Supreme Court upholds sentence in bribery case

The Supreme Court has confirmed an earlier 20-month suspended prison sentence for Pavel Šrytr for attempting to bribe Social Democrat MP and Olympic medallist Pavel Ploc two years ago. The MP was offered the bribe as enticement for switching Parliamentary parties shortly after the 2006 election ended in deadlock. Lower instance courts in east Bohemia ruled on the sentence in 2007. The Supreme Court rejected Mr Šrytr's appeal last year, but the announcement was only just released. In the past Pavel Šrytr, a former bodyguard, admitted meeting with MP Ploc but denied any wrongdoing.

New documents on Mašíns found

The head of the Institute for the Study of Totalitarian Regimes, Pavel Žáček, has revealed the finding of new documents pertaining to the Mašín brothers - members of an anti-communist resistance group who shot their way out of Communist Czechoslovakia. The documents reportedly date to the interrogation of family member Ctibor Novák, later executed by the regime. The documents suggest that under questioning Mr Novák admitted that the Mašíns had planned to abduct Communist Defence Minister Alexej Čepicka as well to conduct acts of sabotage. It is plausible the statements were made under the threat of violence by the secret police. Not long ago the Mašíns, along with resistance group member Milan Paumer, were recognised by Prime Minister Mirek Topolánek for their willingness to fight against the Communist regime in the 1950s.
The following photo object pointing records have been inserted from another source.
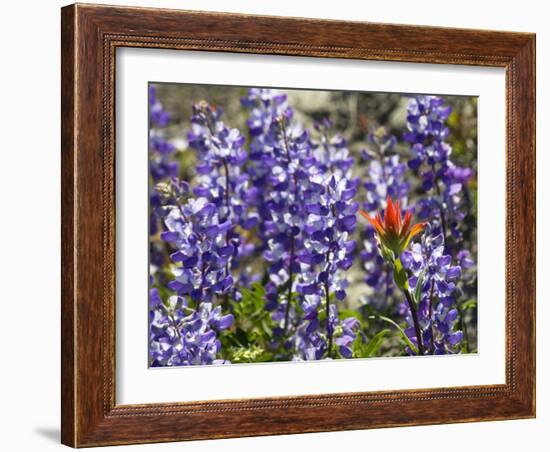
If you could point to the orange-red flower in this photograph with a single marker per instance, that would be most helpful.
(395, 232)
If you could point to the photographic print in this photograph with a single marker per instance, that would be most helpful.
(300, 225)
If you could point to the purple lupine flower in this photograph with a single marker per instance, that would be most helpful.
(443, 181)
(180, 336)
(161, 162)
(202, 253)
(432, 269)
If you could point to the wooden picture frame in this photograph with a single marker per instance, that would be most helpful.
(90, 36)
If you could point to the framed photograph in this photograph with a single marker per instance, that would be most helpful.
(281, 225)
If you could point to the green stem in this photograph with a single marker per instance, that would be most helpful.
(414, 313)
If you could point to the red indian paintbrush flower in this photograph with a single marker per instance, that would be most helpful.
(394, 232)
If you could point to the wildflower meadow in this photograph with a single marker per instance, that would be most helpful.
(295, 225)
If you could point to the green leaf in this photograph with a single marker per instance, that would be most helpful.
(418, 290)
(375, 343)
(242, 337)
(345, 313)
(401, 332)
(400, 275)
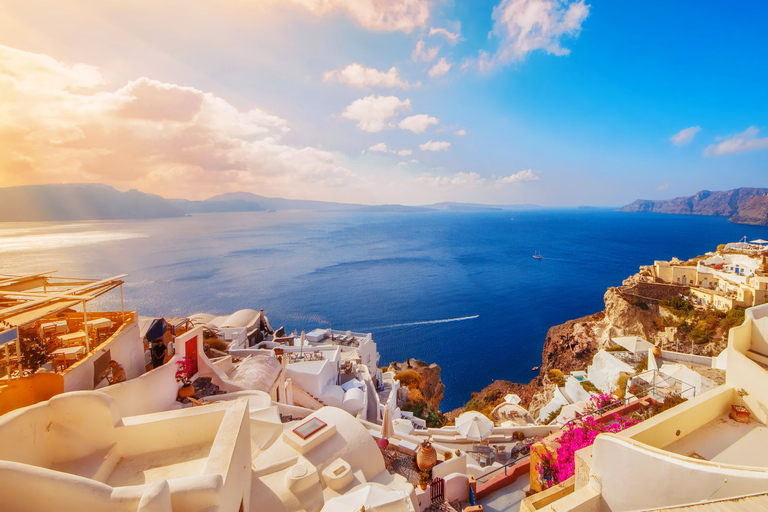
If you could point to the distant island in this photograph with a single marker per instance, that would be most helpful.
(741, 205)
(93, 201)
Film by Estonian director to receive top prize at Febiofest

“Magnus” by Estonian director Kadri Koussar has been chosen as top film at the Czech Republic’s Febiofest film festival. The director is to be awarded the prize – which includes a cheque for 5,000 euros (the equivalent of about 7,800 US dollars) - on the festival’s closing night. The prize will be awarded by Czech-British architect and jury head Jan Kaplický. “Magnus” is said to tell the story of a teen who, having overcome serious illness in childhood, is unable to give up an obsession with suicide, leading a family member to try and intervene.

NHL action: Jágr’s Rangers secure Stanley Cup playoff spot

In the NHL on Thursday Jaromír Jágr’s New York Rangers defeated local rivals the New York Islanders 3-0 to secure a spot in this year’s Stanley Cup playoffs. Jágr – the Ranger’s captain – scored twice in the 1st period, while compatriot Martin Straka added a third. The Rangers have one game left to play in the regular season, against the New Jersey Devils. A win would push the Rangers into the 4th spot in the Eastern Conference – giving them home ice advantage in the playoffs.

In other action on Thursday, the Nashville Predators secured the final spot in the Western Conference by downing St Louis 3-2. Jan Hlaváč assisted on all three goals, seeing him named 1st star.


Partly cloudy skies are expected into the weekend. Daytime temperatures should reach highs of around 10 degrees Celsius. Sunday is to see an increasing chance of rain.